Manager Tony La Russa defends bullpen after Sox relievers struggle in 4-3 loss to Royals

Michael Kopech and Codi Heuer were strong, but Liam Hendriks blew a save and Aaron Bummer also gave up a run.

SHARE Manager Tony La Russa defends bullpen after Sox relievers struggle in 4-3 loss to Royals

Liam Hendriks wipes his face during Sunday’s game.

AP Photos

Manager Tony La Russa insisted Sunday that the White Sox’ bullpen is a strength.

Once again, the results didn’t bear that out.

Closer Liam Hendriks blew a save in his Sox debut at Guaranteed Rate Field when he allowed a home run to Carlos Santana in the ninth inning after Aaron Bummer had yielded a run in the eighth.

The Royals then pushed across the winning run in the 10th when Garrett Crochet fielded a bunt by Andrew Benintendi but spiked the throw home, allowing Michael A. Taylor to score from third in a 4-3 victory.

The Sox’ bullpen, which was expected to be one of the best in the American League, hasn’t lived up to the billing. Hendriks couldn’t hold the 3-2 edge he got after pinch hitter Adam Eaton hit a two-run homer in the eighth.
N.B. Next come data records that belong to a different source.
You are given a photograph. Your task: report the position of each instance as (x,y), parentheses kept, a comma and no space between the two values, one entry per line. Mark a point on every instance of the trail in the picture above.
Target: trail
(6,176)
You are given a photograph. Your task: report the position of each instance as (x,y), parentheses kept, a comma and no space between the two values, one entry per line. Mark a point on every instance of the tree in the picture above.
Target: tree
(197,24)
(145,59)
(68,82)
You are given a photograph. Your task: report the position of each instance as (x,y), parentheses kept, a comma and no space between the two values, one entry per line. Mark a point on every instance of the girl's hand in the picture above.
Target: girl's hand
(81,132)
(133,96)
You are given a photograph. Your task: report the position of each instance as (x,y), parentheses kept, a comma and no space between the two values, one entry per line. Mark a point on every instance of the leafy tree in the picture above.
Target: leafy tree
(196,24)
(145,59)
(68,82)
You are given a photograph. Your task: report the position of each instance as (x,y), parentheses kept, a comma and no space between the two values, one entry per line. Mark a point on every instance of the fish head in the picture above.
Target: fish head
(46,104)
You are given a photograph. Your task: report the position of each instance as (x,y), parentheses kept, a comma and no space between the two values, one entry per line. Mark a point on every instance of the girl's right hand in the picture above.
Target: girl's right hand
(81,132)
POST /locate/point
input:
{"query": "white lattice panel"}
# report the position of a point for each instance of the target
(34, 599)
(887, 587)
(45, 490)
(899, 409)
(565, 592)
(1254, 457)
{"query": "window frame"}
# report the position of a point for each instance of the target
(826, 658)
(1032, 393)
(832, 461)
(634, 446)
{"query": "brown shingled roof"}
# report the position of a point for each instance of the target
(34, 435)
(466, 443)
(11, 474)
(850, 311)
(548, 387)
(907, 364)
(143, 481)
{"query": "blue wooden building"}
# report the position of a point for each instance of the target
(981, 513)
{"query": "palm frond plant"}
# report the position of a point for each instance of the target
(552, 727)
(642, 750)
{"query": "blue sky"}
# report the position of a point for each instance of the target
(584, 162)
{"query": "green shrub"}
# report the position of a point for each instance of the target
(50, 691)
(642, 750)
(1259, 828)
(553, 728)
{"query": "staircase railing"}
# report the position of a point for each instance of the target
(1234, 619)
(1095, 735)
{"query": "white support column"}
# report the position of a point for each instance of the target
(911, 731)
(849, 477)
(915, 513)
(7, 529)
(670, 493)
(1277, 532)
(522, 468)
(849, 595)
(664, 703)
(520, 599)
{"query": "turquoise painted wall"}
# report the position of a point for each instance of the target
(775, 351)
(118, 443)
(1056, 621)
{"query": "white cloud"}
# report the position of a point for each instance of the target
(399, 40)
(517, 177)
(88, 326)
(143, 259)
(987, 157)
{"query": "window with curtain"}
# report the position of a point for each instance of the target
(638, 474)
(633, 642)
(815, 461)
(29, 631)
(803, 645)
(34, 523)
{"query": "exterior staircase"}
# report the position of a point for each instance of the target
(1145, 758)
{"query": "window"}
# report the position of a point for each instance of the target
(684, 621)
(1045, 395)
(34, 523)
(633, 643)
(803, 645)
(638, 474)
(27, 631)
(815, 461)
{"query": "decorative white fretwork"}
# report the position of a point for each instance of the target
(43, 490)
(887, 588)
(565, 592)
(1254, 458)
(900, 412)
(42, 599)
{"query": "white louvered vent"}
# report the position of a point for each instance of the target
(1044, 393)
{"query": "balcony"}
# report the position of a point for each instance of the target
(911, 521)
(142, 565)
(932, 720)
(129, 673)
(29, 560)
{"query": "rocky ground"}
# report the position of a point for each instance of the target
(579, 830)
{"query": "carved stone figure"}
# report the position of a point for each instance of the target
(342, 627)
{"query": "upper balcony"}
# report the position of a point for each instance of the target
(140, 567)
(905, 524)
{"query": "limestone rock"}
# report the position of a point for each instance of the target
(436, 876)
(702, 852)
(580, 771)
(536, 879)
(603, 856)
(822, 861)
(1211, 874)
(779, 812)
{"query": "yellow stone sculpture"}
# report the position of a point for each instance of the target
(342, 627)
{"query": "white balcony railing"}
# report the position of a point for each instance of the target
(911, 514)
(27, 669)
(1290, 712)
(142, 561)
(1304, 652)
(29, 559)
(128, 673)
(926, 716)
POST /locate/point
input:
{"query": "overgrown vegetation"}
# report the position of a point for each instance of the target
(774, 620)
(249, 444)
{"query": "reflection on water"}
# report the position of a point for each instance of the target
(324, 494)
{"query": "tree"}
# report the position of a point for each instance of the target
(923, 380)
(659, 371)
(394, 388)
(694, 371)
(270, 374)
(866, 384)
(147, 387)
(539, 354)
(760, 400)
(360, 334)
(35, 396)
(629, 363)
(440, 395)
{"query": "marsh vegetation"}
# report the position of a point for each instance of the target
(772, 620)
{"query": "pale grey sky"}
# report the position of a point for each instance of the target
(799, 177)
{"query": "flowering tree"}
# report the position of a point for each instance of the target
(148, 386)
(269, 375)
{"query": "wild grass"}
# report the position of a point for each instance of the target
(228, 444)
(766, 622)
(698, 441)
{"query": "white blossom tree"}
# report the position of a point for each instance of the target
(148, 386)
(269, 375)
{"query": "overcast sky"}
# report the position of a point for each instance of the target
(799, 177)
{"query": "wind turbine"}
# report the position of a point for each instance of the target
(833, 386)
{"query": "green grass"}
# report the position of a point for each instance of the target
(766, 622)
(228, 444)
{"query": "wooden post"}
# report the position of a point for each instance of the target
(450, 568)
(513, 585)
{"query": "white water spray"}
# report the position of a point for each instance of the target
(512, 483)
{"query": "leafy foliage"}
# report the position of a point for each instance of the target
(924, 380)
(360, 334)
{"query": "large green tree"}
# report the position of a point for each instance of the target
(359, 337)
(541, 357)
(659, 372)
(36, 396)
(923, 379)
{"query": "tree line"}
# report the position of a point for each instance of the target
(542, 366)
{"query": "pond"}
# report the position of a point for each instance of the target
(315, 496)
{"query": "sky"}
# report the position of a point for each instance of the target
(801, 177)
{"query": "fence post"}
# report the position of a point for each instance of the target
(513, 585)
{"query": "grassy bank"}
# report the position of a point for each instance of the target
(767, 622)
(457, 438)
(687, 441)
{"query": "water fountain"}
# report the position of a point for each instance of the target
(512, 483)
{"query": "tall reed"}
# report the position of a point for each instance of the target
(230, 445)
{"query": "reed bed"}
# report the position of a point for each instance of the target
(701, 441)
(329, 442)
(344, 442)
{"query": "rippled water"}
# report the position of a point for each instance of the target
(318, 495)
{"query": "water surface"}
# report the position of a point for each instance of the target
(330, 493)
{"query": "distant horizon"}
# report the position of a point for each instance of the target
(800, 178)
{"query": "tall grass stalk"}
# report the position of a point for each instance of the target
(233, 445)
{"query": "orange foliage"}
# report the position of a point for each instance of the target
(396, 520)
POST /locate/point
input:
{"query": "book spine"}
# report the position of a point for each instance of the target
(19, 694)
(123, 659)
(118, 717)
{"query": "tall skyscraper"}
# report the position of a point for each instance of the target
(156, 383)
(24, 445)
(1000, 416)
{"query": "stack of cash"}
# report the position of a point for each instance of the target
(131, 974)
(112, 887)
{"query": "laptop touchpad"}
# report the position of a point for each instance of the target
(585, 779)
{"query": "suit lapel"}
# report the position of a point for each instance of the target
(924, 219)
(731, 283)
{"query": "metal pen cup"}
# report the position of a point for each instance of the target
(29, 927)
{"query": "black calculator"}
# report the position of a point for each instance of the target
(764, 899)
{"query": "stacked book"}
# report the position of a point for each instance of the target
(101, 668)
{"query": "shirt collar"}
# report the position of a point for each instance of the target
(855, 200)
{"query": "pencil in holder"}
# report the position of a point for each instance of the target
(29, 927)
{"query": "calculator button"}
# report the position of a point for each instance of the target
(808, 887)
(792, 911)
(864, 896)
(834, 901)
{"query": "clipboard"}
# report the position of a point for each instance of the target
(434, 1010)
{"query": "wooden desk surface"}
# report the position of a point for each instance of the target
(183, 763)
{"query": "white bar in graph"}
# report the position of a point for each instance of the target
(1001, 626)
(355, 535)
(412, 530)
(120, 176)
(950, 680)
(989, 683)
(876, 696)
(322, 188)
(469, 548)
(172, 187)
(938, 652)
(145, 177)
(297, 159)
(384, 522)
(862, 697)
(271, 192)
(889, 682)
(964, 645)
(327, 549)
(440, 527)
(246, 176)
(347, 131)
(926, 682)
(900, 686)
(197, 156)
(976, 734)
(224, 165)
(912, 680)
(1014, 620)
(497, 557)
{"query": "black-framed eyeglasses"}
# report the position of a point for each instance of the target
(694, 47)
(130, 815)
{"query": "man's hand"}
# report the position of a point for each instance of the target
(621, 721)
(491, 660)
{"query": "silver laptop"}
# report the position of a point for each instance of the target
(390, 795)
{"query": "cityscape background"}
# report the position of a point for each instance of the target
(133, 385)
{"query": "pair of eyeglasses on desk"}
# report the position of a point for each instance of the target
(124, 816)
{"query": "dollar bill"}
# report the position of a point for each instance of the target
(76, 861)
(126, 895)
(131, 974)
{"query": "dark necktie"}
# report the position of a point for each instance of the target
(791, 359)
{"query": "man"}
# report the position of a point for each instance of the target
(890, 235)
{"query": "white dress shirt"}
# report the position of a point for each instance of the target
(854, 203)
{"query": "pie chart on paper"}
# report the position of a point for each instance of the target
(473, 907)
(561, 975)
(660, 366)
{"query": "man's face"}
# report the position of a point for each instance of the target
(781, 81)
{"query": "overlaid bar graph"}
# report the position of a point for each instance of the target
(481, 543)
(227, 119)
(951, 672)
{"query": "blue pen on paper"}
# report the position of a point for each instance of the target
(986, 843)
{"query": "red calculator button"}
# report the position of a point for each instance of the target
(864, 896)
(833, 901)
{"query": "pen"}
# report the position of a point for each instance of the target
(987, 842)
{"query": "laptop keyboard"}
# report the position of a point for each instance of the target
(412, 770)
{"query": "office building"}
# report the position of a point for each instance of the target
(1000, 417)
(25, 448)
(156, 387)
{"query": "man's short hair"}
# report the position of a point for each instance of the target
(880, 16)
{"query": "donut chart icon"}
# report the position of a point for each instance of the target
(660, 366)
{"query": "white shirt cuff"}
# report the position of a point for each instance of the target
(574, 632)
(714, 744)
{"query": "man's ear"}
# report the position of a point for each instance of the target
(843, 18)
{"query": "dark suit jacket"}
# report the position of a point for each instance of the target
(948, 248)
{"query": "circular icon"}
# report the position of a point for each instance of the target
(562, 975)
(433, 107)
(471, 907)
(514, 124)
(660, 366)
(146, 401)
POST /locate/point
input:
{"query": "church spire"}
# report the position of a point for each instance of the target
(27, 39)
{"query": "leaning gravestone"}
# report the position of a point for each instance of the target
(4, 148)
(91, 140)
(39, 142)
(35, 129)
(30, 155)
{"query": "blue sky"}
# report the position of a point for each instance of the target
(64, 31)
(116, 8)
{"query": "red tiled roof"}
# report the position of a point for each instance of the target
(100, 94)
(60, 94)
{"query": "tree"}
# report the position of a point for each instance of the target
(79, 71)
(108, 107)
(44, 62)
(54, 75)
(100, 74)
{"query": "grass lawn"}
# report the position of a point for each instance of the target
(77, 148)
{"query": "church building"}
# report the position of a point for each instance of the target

La Russa, however, disagreed with the idea it hasn’t been a strength. He mentioned the exploits Sunday of relievers Michael Kopech and Codi Heuer and defended Hendriks after Santana hit a 96.5 mph fastball over the fence in center.

‘‘You can take an incident here or there where they haven’t been perfect, but we had a couple of chances with a runner on third and didn’t get a run,’’ La Russa said. ‘‘The team gets beat. The bullpen is outstanding, a real strength.’’

Kopech, in his first home outing since Sept. 5, 2018, was dominant again. In 2 1/3 perfect innings, Kopech struck out three and kept his ERA at 0.00. He also showed again that he’s transitioning well to his bullpen role, even though it might not be permanent.

‘‘I’m going to continue getting used to it as the season goes on and getting used to using my arm a lot more on a little bit shorter rest,’’ said Kopech, who was applauded by the crowd of 7,695 as he entered the game. ‘‘But if they needed me to go three [innings], I would go three. If [La Russa] needed me to go 10, I would go 10. It’s just the mindset we kind of have as pitchers.’’

Starter Dylan Cease needed 90 pitches to get through 4 2/3 innings, allowing one run and four hits, striking out six and walking three. He said his trust in the bullpen isn’t wavering, either.

‘‘Those guys are nasty,’’ Cease said. ‘‘Baseball’s one of those games where things end up evening out, so we have full faith in the bullpen, for sure.’’

Updates on Anderson, Engel

General manager Rick Hahn said it’s realistic for shortstop Tim Anderson (strained left hamstring) to return from the injured list this week. Anderson went on the 10-day IL on Wednesday, retroactive to April 5.

As for outfielder Adam Engel (strained right hamstring), Hahn said he’s progressing but on a slower path than Anderson. Though he cautioned it might be premature, Hahn said he would project Engel’s return more for the next homestand.

Left out

The Sox’ 17-game streak of victories against left-handed starters ended Sunday, one short of tying the 2004-05 Braves for the major-league record.